High Court quashes drug supply conviction after Crown accepts jury misdirection argument
A man who was convicted of being involved in a drug supply operation has had his conviction quashed on appeal to the High Court of Justiciary after the Crown indicated that it could no longer support the conviction.
About this case:
- Citation:2022 HCJAC 13
- Judgment:
- Court:Appeal Court of the High Court of Justiciary
- Judge:Lady Dorrian
It was argued by the appellant, Patrick Hattie, that the trial judge had given insufficient directions to the jury regarding his interview with the police. The appellant had been convicted of 3 contraventions of the Misuse of Drugs Act 1971.
The appeal was heard by the Lord Justice Clerk, Lady Dorrian, sitting with Lord Pentland and Lord Matthews. Donald Findlay QC appeared for the appellant and A Prentice QC for the Crown.
Failed to direct
During the trial, evidence was led that the appellant had rented a yard in Shotts from which he ran a body repair and paint shop. In November 2018, he contacted a transportation firm to arrange the delivery of a compressor to a fake business. Later, a container that had been picked up from the appellant’s yard was seized by the police and found to be packed with drugs. The Crown position was that the compressor and the container were the same item.
The appellant denied knowing about the drugs at trial and stated during a police interview that he knew nothing about any container on his property nor about the van used to pick it up aside from having lent the man who hired it £200 to help him get back on his feet. The jury were invited to consider that the appellant had been an unwitting and innocent dupe in the supply operation.
In his charge to the jury, which was accompanied by separate written directions, the trial judge gave the usual directions about what the Crown required to prove for a charge of being involved in the supply of illicit drugs. It was submitted for the appellant that, given what he had said in his police interview, the circumstances brought into play a statutory defence under section 28 of the 1971 Act, and the jury ought to have been directed on this.
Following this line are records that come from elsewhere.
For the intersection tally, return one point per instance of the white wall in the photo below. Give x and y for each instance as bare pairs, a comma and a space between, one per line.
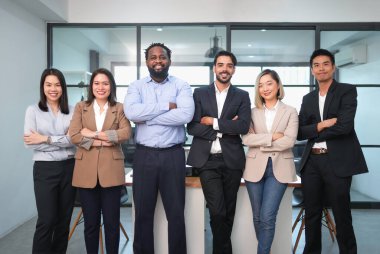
23, 57
171, 11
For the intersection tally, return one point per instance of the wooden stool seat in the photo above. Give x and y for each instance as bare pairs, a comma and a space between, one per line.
327, 221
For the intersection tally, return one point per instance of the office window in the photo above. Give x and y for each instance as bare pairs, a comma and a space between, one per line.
77, 51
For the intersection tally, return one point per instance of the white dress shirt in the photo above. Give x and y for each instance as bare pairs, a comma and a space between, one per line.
270, 114
220, 100
322, 100
99, 117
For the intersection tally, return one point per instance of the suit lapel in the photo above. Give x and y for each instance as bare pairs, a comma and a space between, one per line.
89, 116
279, 114
315, 104
212, 100
110, 118
260, 121
329, 97
230, 96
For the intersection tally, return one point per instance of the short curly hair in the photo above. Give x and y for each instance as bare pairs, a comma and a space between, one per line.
158, 44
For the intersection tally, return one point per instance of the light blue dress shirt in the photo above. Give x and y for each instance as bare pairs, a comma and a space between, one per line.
55, 126
147, 105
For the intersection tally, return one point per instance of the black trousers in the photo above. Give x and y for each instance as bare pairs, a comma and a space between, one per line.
220, 185
160, 170
54, 199
95, 202
321, 185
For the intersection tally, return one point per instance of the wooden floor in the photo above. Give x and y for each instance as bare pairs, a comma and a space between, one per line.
366, 225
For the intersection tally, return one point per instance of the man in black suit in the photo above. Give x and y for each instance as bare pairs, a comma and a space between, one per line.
222, 113
332, 154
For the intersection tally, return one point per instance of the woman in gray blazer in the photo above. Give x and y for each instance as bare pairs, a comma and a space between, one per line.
269, 161
46, 133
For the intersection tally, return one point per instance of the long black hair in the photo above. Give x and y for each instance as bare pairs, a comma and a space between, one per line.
112, 97
63, 100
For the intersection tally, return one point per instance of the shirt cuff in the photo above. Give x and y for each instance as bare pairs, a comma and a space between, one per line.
215, 124
164, 106
86, 143
112, 136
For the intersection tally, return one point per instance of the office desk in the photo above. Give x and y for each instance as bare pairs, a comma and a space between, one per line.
243, 234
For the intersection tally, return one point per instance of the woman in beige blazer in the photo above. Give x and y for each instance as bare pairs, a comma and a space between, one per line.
98, 127
269, 161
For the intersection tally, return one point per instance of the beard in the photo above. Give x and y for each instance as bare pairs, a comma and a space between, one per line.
160, 75
223, 81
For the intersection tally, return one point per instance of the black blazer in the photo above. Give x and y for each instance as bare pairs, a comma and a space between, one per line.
344, 152
237, 104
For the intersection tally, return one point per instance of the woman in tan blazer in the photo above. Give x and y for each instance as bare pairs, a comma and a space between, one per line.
269, 161
98, 127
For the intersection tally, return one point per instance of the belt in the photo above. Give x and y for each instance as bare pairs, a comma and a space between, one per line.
158, 148
319, 150
216, 156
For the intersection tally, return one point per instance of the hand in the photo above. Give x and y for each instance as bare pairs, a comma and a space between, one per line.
207, 120
277, 135
172, 105
34, 138
330, 122
326, 124
87, 133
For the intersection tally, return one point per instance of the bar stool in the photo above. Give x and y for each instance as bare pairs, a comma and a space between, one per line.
327, 221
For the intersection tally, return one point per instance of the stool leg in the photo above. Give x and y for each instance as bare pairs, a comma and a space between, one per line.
101, 240
330, 224
299, 235
125, 233
79, 216
297, 219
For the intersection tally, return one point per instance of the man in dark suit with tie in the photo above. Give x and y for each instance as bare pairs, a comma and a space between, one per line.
222, 114
332, 154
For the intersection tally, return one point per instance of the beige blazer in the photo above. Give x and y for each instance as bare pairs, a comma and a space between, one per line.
261, 146
105, 164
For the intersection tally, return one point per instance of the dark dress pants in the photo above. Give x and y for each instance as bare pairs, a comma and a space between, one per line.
55, 200
95, 202
160, 170
321, 185
220, 185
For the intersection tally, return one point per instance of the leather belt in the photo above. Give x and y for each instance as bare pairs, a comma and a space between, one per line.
158, 148
319, 150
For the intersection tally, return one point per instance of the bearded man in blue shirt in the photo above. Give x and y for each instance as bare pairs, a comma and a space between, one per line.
159, 105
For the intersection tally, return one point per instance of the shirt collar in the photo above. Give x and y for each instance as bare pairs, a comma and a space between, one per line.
224, 91
97, 107
274, 108
168, 78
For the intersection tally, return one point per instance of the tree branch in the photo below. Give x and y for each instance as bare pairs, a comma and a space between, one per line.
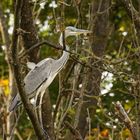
17, 74
125, 119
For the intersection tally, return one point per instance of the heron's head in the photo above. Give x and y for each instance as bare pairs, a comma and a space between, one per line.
72, 31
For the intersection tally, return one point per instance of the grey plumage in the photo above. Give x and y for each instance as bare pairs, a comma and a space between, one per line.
43, 73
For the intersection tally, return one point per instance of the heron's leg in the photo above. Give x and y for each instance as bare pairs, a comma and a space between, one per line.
40, 107
36, 105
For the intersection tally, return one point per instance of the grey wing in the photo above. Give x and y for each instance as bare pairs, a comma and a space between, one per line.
38, 75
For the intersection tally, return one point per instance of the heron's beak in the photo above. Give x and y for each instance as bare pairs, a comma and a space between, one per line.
81, 31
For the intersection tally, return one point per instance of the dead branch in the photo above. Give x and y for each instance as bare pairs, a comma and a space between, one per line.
16, 71
125, 119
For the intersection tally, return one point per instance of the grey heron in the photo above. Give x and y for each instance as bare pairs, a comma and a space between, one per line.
43, 73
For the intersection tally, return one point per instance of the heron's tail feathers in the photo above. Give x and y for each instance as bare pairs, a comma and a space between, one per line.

The statutory defence argument was rejected by the High Court, however another issue arose in respect of the trial judge’s use of written directions and method of delivering initial directions to the jury at the start of the case. It was accepted by the Crown that the trial judge had completely failed to direct the jury on the use which could be made of the police interview with the appellant.
Fleeting allusion
Delivering the opinion of the court, Lady Dorrian said of the appellant’s police interview: “The pre-trial direction did not make reference to the appellant’s police interview, and seems in any event more to be directed towards statements made by an accused person in ordinary conversation. The appellant’s police interview was played to the jury. He did not give evidence, and the whole substance of his defence was contained in the police interview. The jury were given no guidance on the matter at all.”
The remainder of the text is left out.